Gli elettori del centrodestra non sono incolpevoli della mediocrità di chi li rappresenta. Li hanno votati, sostenuti, difesi, per anni. Hanno votato esattamente ciò che li rende orfani dei loro simboli oggi: l'inettitudine incosciente e vittimista.

Allo stesso modo – per carità – molti elettori del centrosinistra non sono incolpevoli della inadeguatezza dell'opposizione e della insipienza dei loro rappresentanti: li hanno pigramente votati turandosi il naso ogni volta. Ma questo è un altro discorso.

(Luca Sofri su Wittgenstein, un blog che non mi piace perché non si può commentare)

giovedì 4 marzo 2010

Sobrie reazioni

(una delle sobrie reazioni della destra italiana ai casini commessi dal Pdl nella presentazione delle liste per le elezioni Regionali)

«Non voglio neppure immaginare che cosa accadrebbe se le liste cancellate non venissero riammesse. Milioni di elettori si sentiranno privati del diritto di votare. E tra questi milioni qualche migliaio certamente reagirà. Non certo con comunicati di protesta. Bensì con azioni più decise: scontri di piazza, aggressioni ai candidati dell'opposizione, assalti ai seggi elettorali».

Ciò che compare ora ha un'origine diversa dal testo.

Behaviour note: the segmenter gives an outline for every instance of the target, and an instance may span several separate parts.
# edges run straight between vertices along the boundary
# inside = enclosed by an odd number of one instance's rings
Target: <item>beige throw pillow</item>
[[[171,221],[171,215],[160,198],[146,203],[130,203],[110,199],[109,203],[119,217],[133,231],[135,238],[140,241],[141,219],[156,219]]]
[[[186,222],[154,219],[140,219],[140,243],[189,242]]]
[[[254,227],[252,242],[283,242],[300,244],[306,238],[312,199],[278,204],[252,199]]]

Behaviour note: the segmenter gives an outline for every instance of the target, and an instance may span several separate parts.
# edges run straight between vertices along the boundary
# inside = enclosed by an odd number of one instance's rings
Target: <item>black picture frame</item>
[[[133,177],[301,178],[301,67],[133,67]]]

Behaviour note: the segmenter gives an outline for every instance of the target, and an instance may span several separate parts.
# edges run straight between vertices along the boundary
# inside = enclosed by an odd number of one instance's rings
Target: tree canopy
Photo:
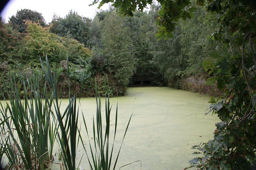
[[[10,18],[10,22],[12,28],[16,29],[21,33],[26,32],[25,22],[27,21],[38,23],[43,27],[45,26],[45,21],[42,14],[27,9],[17,11],[15,16],[13,15]]]

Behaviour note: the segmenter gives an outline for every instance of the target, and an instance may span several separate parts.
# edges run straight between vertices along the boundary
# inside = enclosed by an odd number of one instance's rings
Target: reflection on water
[[[209,96],[158,87],[130,88],[128,93],[127,96],[118,98],[115,154],[118,152],[129,117],[132,112],[134,113],[121,149],[117,169],[140,160],[141,161],[121,169],[140,170],[140,162],[143,170],[183,169],[189,166],[188,161],[194,156],[192,154],[194,150],[190,149],[191,147],[212,138],[214,124],[218,120],[215,115],[204,115],[209,107]],[[102,99],[102,111],[104,111],[104,99]],[[117,101],[116,97],[110,99],[113,105],[111,118],[113,125]],[[67,99],[63,99],[62,105],[66,105],[67,103]],[[92,125],[92,116],[96,113],[95,99],[83,98],[81,105],[87,123],[89,126]],[[82,123],[81,113],[79,117],[80,123]],[[114,130],[114,126],[110,127]],[[91,128],[89,130],[92,132]],[[81,131],[84,141],[88,143],[84,130]],[[110,134],[113,134],[114,130]],[[90,137],[93,136],[92,133],[89,135]],[[92,140],[90,137],[90,140]],[[84,154],[80,144],[78,150],[78,164]],[[89,148],[88,145],[86,145],[87,148]],[[58,155],[55,160],[58,160]],[[56,165],[59,168],[59,165]],[[52,169],[55,169],[55,166]],[[89,169],[85,154],[80,166],[82,169]]]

(Giampaolo Pansa, Libero, ripreso da Piovono Rane)

martedì 2 marzo 2010

★ I mannari [NDT 11]

Loshad illustra l'ubicazione della tana dei mannari e se ne va, con la promessa di tornare a mezzanotte dopo tre giorni esatti.

I PG devono muoversi in fretta, il posto non è vicinissimo, ma comunque riescono ad arrivare sul luogo con un giorno d'anticipo e cercano di studiare la situazione e organizzare un piano. La notte successiva si appostano e aspettano che i mannari vadano a caccia lasciando gli altri lupi nella tana, in modo da poter affrontare il combattimento in due tempi ed eventualmente curarsi fra uno scontro e l'altro.

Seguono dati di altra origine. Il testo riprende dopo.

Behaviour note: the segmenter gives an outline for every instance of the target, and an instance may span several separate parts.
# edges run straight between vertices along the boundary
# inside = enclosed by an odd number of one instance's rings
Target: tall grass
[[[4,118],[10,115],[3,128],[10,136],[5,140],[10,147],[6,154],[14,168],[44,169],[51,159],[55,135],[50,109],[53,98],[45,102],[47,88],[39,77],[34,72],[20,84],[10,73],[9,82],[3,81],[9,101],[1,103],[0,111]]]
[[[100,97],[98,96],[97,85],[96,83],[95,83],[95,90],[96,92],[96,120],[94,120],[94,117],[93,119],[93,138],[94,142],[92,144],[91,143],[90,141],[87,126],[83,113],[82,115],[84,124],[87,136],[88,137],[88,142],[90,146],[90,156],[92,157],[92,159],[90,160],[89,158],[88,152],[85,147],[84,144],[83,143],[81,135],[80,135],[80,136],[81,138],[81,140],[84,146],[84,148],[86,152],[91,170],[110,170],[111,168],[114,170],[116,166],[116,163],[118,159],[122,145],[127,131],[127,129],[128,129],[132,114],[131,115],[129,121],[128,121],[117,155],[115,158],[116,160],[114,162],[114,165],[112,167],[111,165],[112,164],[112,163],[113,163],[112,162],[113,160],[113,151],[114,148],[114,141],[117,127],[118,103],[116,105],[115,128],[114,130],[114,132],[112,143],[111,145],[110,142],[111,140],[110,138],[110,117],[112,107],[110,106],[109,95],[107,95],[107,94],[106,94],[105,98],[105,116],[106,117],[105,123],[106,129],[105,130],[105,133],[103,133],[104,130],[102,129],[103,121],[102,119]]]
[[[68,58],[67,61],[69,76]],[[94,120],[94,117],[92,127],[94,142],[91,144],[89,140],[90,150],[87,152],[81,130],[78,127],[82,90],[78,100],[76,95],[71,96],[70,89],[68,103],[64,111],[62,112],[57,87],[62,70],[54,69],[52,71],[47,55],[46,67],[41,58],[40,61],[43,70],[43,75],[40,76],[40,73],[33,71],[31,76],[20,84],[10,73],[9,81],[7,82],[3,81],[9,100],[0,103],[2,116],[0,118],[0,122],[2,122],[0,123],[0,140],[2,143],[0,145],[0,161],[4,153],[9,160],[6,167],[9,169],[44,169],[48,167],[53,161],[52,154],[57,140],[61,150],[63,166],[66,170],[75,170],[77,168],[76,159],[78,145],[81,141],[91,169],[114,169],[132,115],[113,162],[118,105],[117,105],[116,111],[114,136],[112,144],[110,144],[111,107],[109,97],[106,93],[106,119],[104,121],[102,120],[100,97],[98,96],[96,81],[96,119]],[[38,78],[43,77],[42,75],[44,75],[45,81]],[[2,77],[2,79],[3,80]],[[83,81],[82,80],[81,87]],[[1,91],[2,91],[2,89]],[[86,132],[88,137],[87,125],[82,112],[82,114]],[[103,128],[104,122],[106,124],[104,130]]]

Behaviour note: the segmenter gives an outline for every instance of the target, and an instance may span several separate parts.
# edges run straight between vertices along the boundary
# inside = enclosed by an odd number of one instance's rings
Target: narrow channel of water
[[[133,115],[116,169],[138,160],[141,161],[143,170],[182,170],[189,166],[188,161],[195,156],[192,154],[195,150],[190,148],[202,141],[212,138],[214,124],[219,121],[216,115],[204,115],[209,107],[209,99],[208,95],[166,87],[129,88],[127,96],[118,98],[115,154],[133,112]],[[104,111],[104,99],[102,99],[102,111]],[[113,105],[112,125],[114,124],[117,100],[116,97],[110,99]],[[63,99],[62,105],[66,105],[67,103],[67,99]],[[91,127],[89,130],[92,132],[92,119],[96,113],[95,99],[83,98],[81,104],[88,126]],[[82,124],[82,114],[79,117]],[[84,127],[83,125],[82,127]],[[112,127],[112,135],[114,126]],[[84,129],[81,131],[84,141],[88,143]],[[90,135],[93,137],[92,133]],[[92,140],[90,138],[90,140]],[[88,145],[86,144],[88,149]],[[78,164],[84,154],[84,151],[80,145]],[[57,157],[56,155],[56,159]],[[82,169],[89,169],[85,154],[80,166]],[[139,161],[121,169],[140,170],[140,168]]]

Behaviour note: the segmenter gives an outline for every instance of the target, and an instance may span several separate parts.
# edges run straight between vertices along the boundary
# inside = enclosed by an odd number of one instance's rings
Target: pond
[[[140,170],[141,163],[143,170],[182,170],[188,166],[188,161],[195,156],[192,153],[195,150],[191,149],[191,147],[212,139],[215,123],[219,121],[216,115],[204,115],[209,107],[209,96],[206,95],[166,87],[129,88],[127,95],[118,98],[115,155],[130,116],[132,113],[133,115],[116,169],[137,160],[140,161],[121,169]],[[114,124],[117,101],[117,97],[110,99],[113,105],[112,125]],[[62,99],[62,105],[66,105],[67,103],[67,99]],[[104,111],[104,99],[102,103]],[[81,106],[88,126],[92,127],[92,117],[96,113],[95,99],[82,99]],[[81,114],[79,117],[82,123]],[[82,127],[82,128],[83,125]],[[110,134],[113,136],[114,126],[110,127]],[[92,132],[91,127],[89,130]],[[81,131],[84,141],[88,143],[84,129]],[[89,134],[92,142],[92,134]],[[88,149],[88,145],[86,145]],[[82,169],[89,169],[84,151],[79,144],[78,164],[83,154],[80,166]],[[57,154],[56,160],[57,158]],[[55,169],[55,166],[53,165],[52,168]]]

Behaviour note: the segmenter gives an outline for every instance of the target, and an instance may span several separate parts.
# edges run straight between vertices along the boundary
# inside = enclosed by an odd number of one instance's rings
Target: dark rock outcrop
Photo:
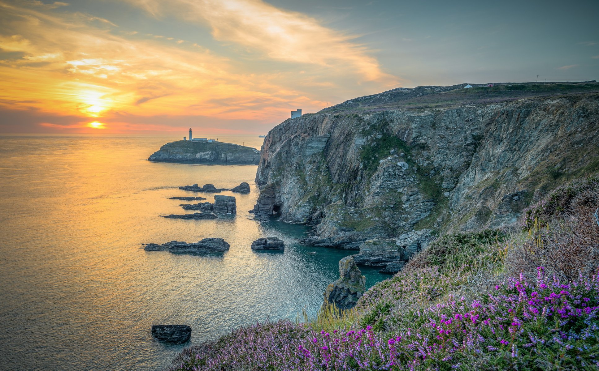
[[[204,238],[197,242],[187,244],[186,242],[171,241],[162,245],[146,244],[144,250],[146,251],[164,251],[170,253],[223,253],[229,250],[229,243],[222,238]]]
[[[510,226],[535,194],[599,170],[599,84],[500,85],[480,93],[490,100],[401,88],[283,121],[262,147],[255,218],[309,223],[304,243],[357,250]]]
[[[233,196],[214,196],[214,203],[199,202],[195,205],[183,203],[179,206],[185,210],[199,210],[202,212],[216,214],[237,214],[237,203]]]
[[[259,238],[252,242],[252,250],[283,250],[285,242],[276,237]]]
[[[415,254],[426,248],[433,238],[431,232],[422,229],[397,238],[366,240],[353,260],[359,265],[381,267],[381,273],[397,273]]]
[[[152,336],[159,342],[181,344],[191,338],[191,327],[187,325],[152,325]]]
[[[179,206],[185,210],[199,210],[202,212],[211,212],[214,210],[214,205],[207,201],[195,204],[181,203]]]
[[[260,151],[249,147],[222,142],[177,141],[167,143],[148,160],[215,165],[258,164]]]
[[[241,184],[231,188],[232,192],[238,192],[240,193],[249,193],[250,184],[246,182],[242,182]]]
[[[237,214],[237,203],[232,196],[214,196],[214,212],[216,214]]]
[[[335,305],[340,309],[349,309],[366,291],[366,278],[350,256],[339,261],[339,279],[329,284],[325,290],[324,303]]]
[[[171,219],[216,219],[218,218],[211,212],[194,212],[193,214],[184,214],[183,215],[171,214],[168,215],[162,215],[162,217]]]
[[[219,193],[222,191],[228,191],[228,188],[216,188],[214,184],[204,184],[203,187],[198,186],[198,183],[192,186],[182,186],[179,187],[179,189],[184,191],[192,191],[193,192],[210,192],[211,193]],[[204,200],[206,199],[204,199]]]

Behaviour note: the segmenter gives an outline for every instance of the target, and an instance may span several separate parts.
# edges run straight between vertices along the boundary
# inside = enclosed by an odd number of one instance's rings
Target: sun
[[[99,123],[97,121],[95,121],[93,123],[89,123],[87,124],[87,126],[93,127],[93,129],[105,129],[104,124]]]

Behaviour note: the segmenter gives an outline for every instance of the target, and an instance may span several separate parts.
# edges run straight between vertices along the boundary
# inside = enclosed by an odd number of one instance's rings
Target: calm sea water
[[[302,246],[301,226],[261,224],[255,166],[152,163],[179,137],[0,137],[0,369],[160,370],[183,346],[152,341],[155,324],[184,324],[192,342],[268,318],[314,314],[346,251]],[[219,137],[255,145],[257,136]],[[247,181],[235,217],[183,220],[179,186]],[[254,253],[276,236],[283,253]],[[144,242],[220,237],[222,256],[146,252]],[[364,269],[368,285],[387,278]]]

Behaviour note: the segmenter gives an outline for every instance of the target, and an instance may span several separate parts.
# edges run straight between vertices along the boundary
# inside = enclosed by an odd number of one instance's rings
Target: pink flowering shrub
[[[597,369],[599,281],[509,278],[495,292],[398,313],[410,327],[317,332],[289,321],[194,346],[174,369]],[[404,322],[404,321],[401,321]]]
[[[522,227],[525,230],[536,226],[543,227],[552,219],[562,217],[565,212],[576,212],[580,207],[599,207],[598,193],[599,174],[570,182],[555,188],[542,200],[523,210]]]

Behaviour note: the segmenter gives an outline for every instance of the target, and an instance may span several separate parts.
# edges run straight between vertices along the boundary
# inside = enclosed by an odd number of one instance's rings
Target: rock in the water
[[[170,242],[167,242],[162,245],[159,244],[142,244],[142,245],[144,245],[144,250],[146,251],[164,251],[168,250],[168,248],[173,245],[180,245],[181,244],[187,244],[187,242],[185,241],[171,241]]]
[[[222,238],[208,238],[193,244],[171,245],[170,253],[223,253],[229,250],[229,243]]]
[[[237,204],[232,196],[214,196],[214,212],[217,214],[237,214]]]
[[[159,342],[181,344],[189,341],[191,327],[187,325],[152,325],[152,336]]]
[[[259,238],[252,242],[252,250],[283,250],[285,249],[285,243],[282,239],[276,237]]]
[[[249,193],[250,185],[246,182],[243,182],[239,186],[234,187],[231,190],[232,192],[238,192],[240,193]]]
[[[195,204],[181,203],[179,205],[186,210],[199,210],[202,212],[211,212],[214,211],[214,205],[211,202],[199,202]]]
[[[339,275],[341,278],[325,290],[325,304],[334,304],[340,309],[349,309],[356,305],[366,291],[366,277],[362,275],[350,256],[339,261]]]
[[[228,191],[228,188],[216,188],[214,184],[204,184],[203,187],[198,186],[198,183],[191,186],[182,186],[179,187],[179,189],[184,191],[192,191],[193,192],[210,192],[211,193],[218,193],[222,191]]]
[[[218,218],[211,212],[194,212],[193,214],[184,214],[183,215],[171,214],[170,215],[162,215],[162,217],[171,219],[216,219]]]
[[[146,244],[147,251],[168,251],[170,253],[223,253],[229,250],[229,243],[222,238],[204,238],[197,242],[187,244],[186,242],[171,241],[159,245]]]
[[[257,165],[260,151],[251,147],[232,143],[177,141],[165,144],[148,159],[167,162]]]
[[[237,214],[237,203],[232,196],[214,196],[214,203],[199,202],[196,204],[181,203],[179,206],[186,210],[199,210],[204,213]]]
[[[375,238],[360,245],[353,256],[356,264],[381,267],[380,273],[397,273],[415,254],[426,248],[432,239],[430,229],[421,229],[397,238]]]
[[[379,273],[390,273],[395,274],[404,269],[406,263],[403,261],[391,261],[384,268],[380,270]]]

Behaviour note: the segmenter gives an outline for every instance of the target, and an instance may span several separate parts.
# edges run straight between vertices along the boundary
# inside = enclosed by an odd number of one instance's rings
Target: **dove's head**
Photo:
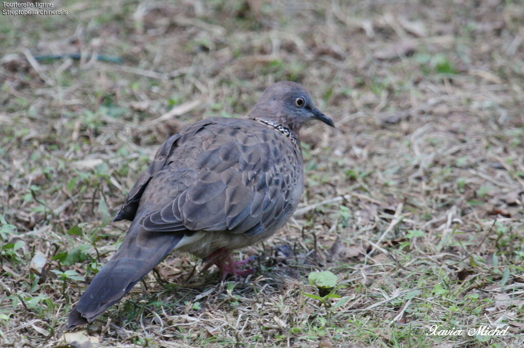
[[[296,135],[304,124],[312,119],[335,127],[333,120],[316,108],[309,92],[290,81],[277,82],[266,88],[248,117],[281,125]]]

Le cose però non vanno esattamente come avevano previsto: dopo che i mannari sono usciti, i PG entrano nella tana e iniziano a combattere con i lupi rimasti, ma questi richiamano il resto della muta, mannari compresi, e la compagnia si trova tra due fuochi.

Gilgamesh in particolare se la vede brutta, il capo branco è grosso e si muove velocemente e riesce ad azzannarlo più di una volta. Ciononostante, seppur malconci, i PG riescono ad avere la meglio, ma oltre a Gilgamesh anche Kal'el viene morso ed entrambi rischiano di contrarre la licantropia.

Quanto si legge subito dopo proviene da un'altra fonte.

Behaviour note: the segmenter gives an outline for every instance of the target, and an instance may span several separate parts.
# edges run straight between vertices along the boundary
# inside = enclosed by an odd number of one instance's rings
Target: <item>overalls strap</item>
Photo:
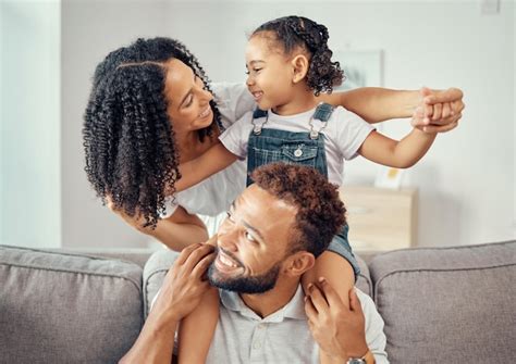
[[[314,113],[314,115],[311,116],[310,122],[309,122],[309,124],[310,124],[310,139],[318,139],[319,138],[319,133],[323,128],[327,127],[328,121],[330,120],[331,114],[333,113],[334,109],[335,109],[334,106],[332,106],[329,103],[324,103],[324,102],[317,105],[316,112]],[[318,120],[318,121],[321,122],[319,127],[316,127],[314,125],[315,120]]]

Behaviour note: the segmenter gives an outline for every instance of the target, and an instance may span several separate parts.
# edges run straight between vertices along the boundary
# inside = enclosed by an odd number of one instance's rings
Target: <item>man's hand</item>
[[[465,106],[463,91],[458,88],[431,90],[423,87],[419,92],[421,103],[413,114],[414,127],[429,134],[445,133],[457,127]]]
[[[195,243],[186,247],[169,269],[152,307],[179,322],[199,304],[209,284],[205,274],[214,259],[213,246]]]
[[[308,326],[322,353],[336,362],[361,357],[368,351],[365,317],[355,289],[349,291],[349,309],[324,279],[310,285],[305,298]]]

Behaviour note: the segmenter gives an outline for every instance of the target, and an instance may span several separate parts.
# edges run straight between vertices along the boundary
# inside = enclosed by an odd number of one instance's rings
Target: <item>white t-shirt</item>
[[[222,127],[230,127],[246,112],[256,108],[253,96],[244,84],[210,85],[221,113]],[[161,217],[171,216],[177,205],[191,214],[199,214],[207,224],[210,236],[221,222],[221,213],[228,211],[230,204],[245,189],[247,162],[237,161],[228,168],[210,176],[201,183],[165,200],[167,212]],[[206,217],[202,215],[211,216]]]
[[[269,111],[269,118],[263,124],[263,128],[295,133],[310,131],[309,122],[315,111],[316,109],[312,109],[287,116]],[[247,158],[247,143],[253,130],[251,121],[253,112],[247,112],[220,136],[224,147],[241,159]],[[265,121],[265,118],[260,121]],[[325,127],[322,128],[322,123],[317,120],[312,124],[315,129],[320,130],[324,136],[328,179],[332,184],[341,186],[344,177],[344,160],[348,161],[357,155],[358,149],[374,127],[342,106],[334,109]]]
[[[235,292],[220,291],[219,323],[206,363],[319,363],[308,328],[303,288],[279,311],[261,318]],[[378,364],[389,363],[383,319],[369,296],[356,289],[366,321],[366,342]]]

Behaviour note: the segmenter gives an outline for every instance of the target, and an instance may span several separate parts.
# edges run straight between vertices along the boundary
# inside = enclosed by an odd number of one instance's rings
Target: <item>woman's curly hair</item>
[[[337,186],[316,168],[277,162],[256,168],[251,178],[261,189],[297,208],[291,253],[306,250],[319,256],[346,223]]]
[[[310,55],[307,73],[307,85],[316,96],[331,92],[333,86],[344,80],[344,73],[339,62],[332,62],[333,52],[328,48],[328,28],[322,24],[304,16],[284,16],[260,25],[251,37],[260,33],[271,32],[273,41],[280,43],[285,54],[300,47]]]
[[[143,227],[156,227],[165,211],[165,194],[174,192],[181,177],[164,97],[164,63],[171,59],[188,65],[208,85],[205,71],[183,43],[140,38],[98,64],[84,114],[89,183],[103,203],[109,197],[115,209],[145,218]],[[216,123],[198,130],[200,140],[220,126],[214,101],[210,104]]]

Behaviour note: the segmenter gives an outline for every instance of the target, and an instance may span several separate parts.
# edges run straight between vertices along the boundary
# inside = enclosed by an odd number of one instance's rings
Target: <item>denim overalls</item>
[[[308,165],[328,178],[324,136],[320,131],[327,126],[332,112],[332,105],[320,103],[310,118],[310,131],[294,133],[263,128],[268,122],[269,113],[256,109],[253,114],[254,127],[247,147],[247,186],[253,184],[249,175],[255,168],[272,162]],[[316,127],[312,123],[314,120],[322,122],[321,126]],[[360,269],[347,241],[348,229],[347,224],[344,225],[341,231],[333,237],[328,250],[344,256],[349,262],[356,280]]]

Durante il viaggio di avvicinamento alla tana dei mannari, la compagnia nota in lontananza tre tumuli su una collina. La tentazione è forte, ma il tempo stringe, quindi decidono che li esploreranno in seguito: all'ora e al giorno convenuti si recano all'appuntamento con Loshad e gli consegnano le teste di Bailalask e Kalkask. L'uomo-cavallo mantiene la promessa e rivela l'ubicazione delle rovine di Xitaqa.